The overall objective of this proposal is to develop a new Site in the Center for Membrane Science, Engineering and Technology (MAST) at The Pennsylvania State University with a specific focus on membrane applications in the biopharmaceutical industry and the development of novel methods for membrane characterization using state-of-the-art electron microscopy and tomography facilities at Penn State. Membrane-based separations offer a number of unique advantages compared to competing technologies including: lower energy requirements, relative ease of scale-up, and no phase changes or chemical additives. The establishment of a Penn State Site in the MAST Center will both complement and expand upon the existing research portfolio in membrane science and technology. The proposed research at Penn State is specifically designed to address pre-competitive research challenges in bioprocessing, including the development of membrane technology for use in continuous bioprocessing. In addition, the Penn State site will provide an ideal environment for student training, including both women and students from under-represented minority groups. The addition of the Penn State site will significantly expand and strengthen the MAST Center, including exciting new interactions with leading biopharmaceutical companies, providing an even stronger environment for student training, education, and research in membrane science and technology.
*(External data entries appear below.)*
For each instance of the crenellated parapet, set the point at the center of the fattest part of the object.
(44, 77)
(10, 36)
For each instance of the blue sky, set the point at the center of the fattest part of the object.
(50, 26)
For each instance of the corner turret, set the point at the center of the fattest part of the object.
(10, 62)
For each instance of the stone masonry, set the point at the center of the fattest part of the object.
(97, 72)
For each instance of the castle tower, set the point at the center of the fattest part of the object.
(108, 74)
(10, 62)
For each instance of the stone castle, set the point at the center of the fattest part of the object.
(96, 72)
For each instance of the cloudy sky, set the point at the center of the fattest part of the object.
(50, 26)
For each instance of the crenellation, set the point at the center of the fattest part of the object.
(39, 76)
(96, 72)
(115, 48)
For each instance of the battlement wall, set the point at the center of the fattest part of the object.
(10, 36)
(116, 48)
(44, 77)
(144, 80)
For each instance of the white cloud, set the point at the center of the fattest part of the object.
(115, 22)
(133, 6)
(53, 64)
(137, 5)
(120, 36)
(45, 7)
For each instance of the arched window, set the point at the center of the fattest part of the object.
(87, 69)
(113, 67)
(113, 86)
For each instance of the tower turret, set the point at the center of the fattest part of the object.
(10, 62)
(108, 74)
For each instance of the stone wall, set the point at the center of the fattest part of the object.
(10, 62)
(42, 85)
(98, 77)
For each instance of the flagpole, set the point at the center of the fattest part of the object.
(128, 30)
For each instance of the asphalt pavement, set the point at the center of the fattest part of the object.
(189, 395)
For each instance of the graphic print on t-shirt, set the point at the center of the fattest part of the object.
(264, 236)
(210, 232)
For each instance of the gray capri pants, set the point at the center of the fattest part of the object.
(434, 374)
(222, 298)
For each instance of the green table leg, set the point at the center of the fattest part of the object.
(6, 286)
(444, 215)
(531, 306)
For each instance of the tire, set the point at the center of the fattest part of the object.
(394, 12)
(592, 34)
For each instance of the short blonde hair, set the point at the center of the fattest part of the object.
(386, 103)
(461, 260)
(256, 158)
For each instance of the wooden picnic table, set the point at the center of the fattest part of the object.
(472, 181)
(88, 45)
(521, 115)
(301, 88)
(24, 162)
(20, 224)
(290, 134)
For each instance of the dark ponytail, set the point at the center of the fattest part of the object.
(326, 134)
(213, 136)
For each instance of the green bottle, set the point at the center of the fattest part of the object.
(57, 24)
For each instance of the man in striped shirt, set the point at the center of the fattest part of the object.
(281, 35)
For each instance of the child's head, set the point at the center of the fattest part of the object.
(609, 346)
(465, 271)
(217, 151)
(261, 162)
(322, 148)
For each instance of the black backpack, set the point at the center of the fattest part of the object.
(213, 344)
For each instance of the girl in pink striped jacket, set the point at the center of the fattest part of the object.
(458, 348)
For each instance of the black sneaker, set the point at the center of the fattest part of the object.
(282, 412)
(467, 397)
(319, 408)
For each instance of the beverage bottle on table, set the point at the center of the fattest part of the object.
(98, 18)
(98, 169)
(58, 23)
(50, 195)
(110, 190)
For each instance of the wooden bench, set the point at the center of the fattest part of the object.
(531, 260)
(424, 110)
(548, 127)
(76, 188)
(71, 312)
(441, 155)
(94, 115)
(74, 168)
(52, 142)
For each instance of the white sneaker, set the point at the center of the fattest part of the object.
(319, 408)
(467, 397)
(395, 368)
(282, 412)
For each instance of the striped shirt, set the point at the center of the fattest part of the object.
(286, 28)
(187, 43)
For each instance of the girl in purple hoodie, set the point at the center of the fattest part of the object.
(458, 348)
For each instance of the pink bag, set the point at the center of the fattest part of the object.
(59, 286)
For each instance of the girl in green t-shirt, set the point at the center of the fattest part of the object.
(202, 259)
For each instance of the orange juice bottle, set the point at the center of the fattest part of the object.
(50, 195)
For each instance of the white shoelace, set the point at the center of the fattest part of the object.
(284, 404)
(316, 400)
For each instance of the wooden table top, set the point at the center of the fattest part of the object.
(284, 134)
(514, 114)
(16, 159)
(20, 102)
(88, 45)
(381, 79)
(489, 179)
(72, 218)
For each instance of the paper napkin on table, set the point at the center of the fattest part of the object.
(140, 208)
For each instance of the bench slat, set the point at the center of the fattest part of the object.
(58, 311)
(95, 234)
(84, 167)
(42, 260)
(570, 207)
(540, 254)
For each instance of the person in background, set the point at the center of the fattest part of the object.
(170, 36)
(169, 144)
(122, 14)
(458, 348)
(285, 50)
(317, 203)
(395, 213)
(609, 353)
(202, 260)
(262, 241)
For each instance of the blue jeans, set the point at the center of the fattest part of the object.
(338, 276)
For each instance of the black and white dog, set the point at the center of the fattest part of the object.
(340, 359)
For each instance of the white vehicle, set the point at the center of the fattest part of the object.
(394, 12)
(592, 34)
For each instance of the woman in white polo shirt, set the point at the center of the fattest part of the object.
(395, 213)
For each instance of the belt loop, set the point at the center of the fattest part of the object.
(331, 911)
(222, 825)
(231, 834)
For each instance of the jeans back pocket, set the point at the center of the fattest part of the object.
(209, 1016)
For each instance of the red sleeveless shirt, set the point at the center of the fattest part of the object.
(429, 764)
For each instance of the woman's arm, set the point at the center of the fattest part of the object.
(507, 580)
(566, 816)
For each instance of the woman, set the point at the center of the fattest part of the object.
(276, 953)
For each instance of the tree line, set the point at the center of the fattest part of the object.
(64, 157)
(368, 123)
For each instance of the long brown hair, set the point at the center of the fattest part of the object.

This NSF IUCRC proposal aims to establish a 4th site within the existing Center for Membrane Science, Engineering and Technology (MAST) at The Pennsylvania State University with a focus on applications of membranes in bioprocessing, including new methods for membrane characterization. A number of recent developments are spurring further interest in membranes for bioprocessing. There are significant economic pressures associated with the growth in low-cost international manufacturers and the advent of biosimilars. There is also significant interest in transitioning from current batch processes to continuous operations, with the goal of enhancing product quality, improving manufacturing flexibility, and increasing overall productivity. Specific projects will address critical challenges in the application of membrane technology in bioprocessing, including issues of fouling and virus capture during virus removal filtration, integration of tangential flow filtration for product harvest and cell recycle with perfusion bioreactors, and the use of single pass tangential flow filtration / diafiltration for continuous product concentration and formulation. These projects will fully exploit the expertise at Penn State in bioprocessing along with state-of-the-art facilities for membrane characterization, providing significant fundamental insights that address critical pre-competitive research challenges in membrane technology in bioprocessing.
This award reflects NSF's statutory mission and has been deemed worthy of support through evaluation using the Foundation's intellectual merit and broader impacts review criteria.